BY THE 1800s, more notable historical events had transpired in Negros especially with the efforts of the Christian missionaries and cooperation of natives in bringing about social and technological changes. Other welcome events included the transfer of Negros Capital to Bacolod from Himamaylan in southern Negros and the faster development of more fertile farm lands in Negros.
Other related events included the opening of the World Trade with the appointment of the first British Vice Consul, Nicholas Loney in Iloilo which especially benefited the sugar industry and other agricultural activities in Negros.
The Spanish historian, Francisco Varona, notably pointed out the improvements in the use of sugar implements in Negros led by the Luzuriaga and Gaston families. However, a document in the national archives showed that it was Ives Germaine Gaston who installed the first “horno economico” in his Negros sugar hacienda in 1846. In 1872, more economical sugar production was produced with the water well which Fr. Fernando Cuenca first built in a dam benefiting sugar farms in haciendas located in various areas in Bacolod, Talisay, Silay, Bago and Bais. At this time also, the historic first shipment of Negros sugar was shipped to Melbourne in Australia 1859.

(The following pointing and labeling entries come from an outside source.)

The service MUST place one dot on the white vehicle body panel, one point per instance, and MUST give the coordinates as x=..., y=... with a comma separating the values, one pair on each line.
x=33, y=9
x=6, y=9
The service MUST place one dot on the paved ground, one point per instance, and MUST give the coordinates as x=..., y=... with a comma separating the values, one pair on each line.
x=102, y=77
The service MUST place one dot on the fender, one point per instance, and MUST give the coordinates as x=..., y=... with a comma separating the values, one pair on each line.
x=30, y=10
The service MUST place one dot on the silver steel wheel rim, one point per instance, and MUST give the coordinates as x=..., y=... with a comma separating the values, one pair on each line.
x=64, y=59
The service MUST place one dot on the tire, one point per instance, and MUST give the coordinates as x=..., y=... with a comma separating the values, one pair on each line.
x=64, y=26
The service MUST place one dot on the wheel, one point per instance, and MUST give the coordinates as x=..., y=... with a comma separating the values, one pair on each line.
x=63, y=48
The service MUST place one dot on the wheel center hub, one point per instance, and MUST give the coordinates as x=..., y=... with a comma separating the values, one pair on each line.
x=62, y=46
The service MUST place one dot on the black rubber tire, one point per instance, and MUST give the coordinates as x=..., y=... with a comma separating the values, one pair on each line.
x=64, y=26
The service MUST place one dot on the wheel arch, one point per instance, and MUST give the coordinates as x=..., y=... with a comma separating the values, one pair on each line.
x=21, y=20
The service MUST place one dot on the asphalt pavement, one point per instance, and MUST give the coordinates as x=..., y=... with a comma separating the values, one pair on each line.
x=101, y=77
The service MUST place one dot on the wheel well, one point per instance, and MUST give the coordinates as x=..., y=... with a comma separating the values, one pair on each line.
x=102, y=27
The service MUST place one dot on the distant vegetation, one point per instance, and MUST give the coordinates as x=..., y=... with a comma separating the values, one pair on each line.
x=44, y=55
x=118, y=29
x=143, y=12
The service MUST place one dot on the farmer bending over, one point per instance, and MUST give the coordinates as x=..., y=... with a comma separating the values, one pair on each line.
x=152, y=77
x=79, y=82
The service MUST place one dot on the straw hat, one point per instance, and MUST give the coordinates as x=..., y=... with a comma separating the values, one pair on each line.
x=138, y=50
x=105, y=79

Similarly, more migrations to Negros were noted especially from Cebu, Bohol, Antique, Capiz and Iloilo. It was also the Ilongos who took the lead in opening up more sugar lands in the west coast of Negros. Notable families among others pioneered more developments in Negros including among others families such as the Locsins, Montelibanos, De la Ramas, Conlus, Aranetas, Lacsons, Tiongcos, Tinsays, Lopezes, Ledesmas, Jisons, Gamboas, Severinos, Hojillas, Hofileñas, Hernaez, Montinolas, Jalandonis, Hilados, Golezes, Javellanas, Yulos, Torreses, Regalados, Maravillas, Magalonas, Sajos, Cuaycongs, Asconas, Yusays and others. The Spanish families which migrated directly from Spain included among others, the Luzuriagas, Coscullueas, Colmenares, Tejidos, Perezes, Amonatigues and Friases. Another group of migrants included the families of the Pastors, Bonos, Saavedras, Arrietas, Gonzaleses, Diazes, Escobars, De la Viñas, and Kochs. Many of these migrants to Negros were originally active in the retail trade and other businesses in Iloilo. Other adventurous natives had also transferred to Negros from other areas where originally active as workers in various sugar farms. And some groups that migrated to Negros directly from Spain, were also avoiding the Carlist War in Spain in 1833. Another group with parents born in the Philippines also migrated to Negros during the mid-19th century searching for a better economic life.
Other foreign migrants who transferred to Negros in 1850s also contributed to the planting of new breeds of sugarcane as well as other improvements in the industry. The entry of more enterprising migrants from other areas stimulated the growth of many farm areas from barrios into towns and the appearance of more agricultural fields in southern and northern Negros areas. In 1734, Negros was made a military district by itself with a Corregidor assigned to collect tribute in addition to taking charge of other aspects of local government. Considering the lack of missionaries in the whole country, the few friars available only moved from place to place and faced the hazards of difficulties in various places. Some notable Provincial Government leaders included the more notable Governor Sarabia and Governor Beumont who particularly cooperated with representatives of foreign firms to improve the antiquated system of sugar production which introduced credit facilities, shipping lines, and marketing outlets. Gov. Sarabia, the first politico -- military governor in 1856, concentrated in road building, public structures and transport facilities for agricultural marketing.